Set environment variables in C

Question

Is there a way to set environment variables in Linux using C?

I tried setenv() and putenv(), but they don't seem to be working for me.

Answer 1

I'm going to make a wild guess here, but the normal reason that these functions appear to not work is not because they don't work, but because the user doesn't really understand how environment variables work. For example, if I have this program:

int main(int argc, char **argv)
{
  putenv("SomeVariable=SomeValue");
  return 0;
}

And then I run it from the shell, it won't modify the shell's environment - there's no way for a child process to do that. That's why the shell commands that modify the environment are builtins, and why you need to source a script that contains variable settings you want to add to your shell, rather than simply running it.

Answer 2

Any unix program runs in a separate process from the process which starts it; this is a 'child' process.

When a program is started up -- be that at the command line or any other way -- the system creates a new process which is (more-or-less) a copy of the parent process. That copy includes the environment variables in the parent process, and this is the mechanism by which the child process 'inherits' the environment variables of its parent. (this is all largely what other answers here have said)

That is, a process only ever sets its own environment variables.

Others have mentioned sourcing a shell script, as a way of setting environment variables in the current process, but if you need to set variables in the current (shell) process programmatically, then there is a slightly indirect way that it's possible.

Consider this:

% cat envs.c
#include <stdio.h>
int main(int argc, char**argv)
{
    int i;
    for (i=1; i<argc; i++) {
        printf("ENV%d=%s\n", i, argv[i]);
    }
}
% echo $ENV1

% ./envs one two
ENV1=one
ENV2=two
% eval `./envs one two`
% echo $ENV1
one
% 

The built-in eval evaluates its argument as if that argument were typed at the shell prompt. This is a sh-style example; the csh-style variant is left as an exercise!

Answer 3

The environment variable set by setenv()/putenv() will be set for the process that executed these functions and will be inherited by the processes launched by it. However, it will not be broadcasted into the shell that executed your program.

Why isn't my wrapper around setenv() working?

Answer 4

The environment block is process-local, and copied to child processes. So if you change variables, the new value only affects your process and child processes spawned after the change.
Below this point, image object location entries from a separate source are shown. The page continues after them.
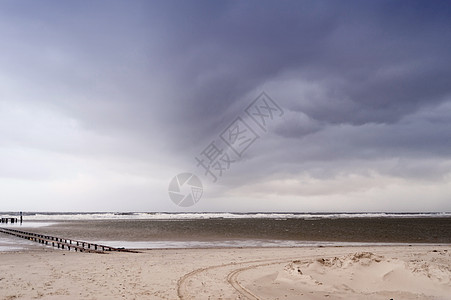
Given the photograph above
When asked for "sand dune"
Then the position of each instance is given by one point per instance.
(417, 272)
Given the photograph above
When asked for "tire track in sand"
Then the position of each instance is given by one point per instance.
(230, 277)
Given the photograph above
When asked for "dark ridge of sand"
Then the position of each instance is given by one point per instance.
(387, 230)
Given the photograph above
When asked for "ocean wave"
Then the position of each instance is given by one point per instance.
(46, 216)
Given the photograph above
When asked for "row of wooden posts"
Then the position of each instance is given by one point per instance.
(61, 243)
(10, 220)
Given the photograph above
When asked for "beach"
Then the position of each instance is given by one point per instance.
(378, 272)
Assuredly it will not change the shell you launched from.

Answer 5

Not an answer to this question, just wanna say that putenv is dangerous, use setenv instead.

putenv(char *string) is dangerous for the reason that all it does is simply append the address of your key-value pair string to the environ array. Therefore, if we subsequently modify the bytes pointed to by string, the change will affect the process environment.

#include <stdlib.h>

int main(void) {
    char new_env[] = "A=A";
    putenv(new_env);

    // modifying your `new_env` also modifies the environment
    // vairable
    new_env[0] = 'B';
    return EXIT_SUCCESS;
}

Since environ only stores the address of our string argument, string has to be static to prevent the dangling pointer.

#include <stdlib.h>

void foo();

int main(void) {
    foo();
    return EXIT_SUCCESS;
}

void foo() {
    char new_env[] = "A=B";
    putenv(new_env);
}

When the stack frame for foo function is deallocated, the bytes of new_env are gone, and the address stored in environ becomes a dangling pointer.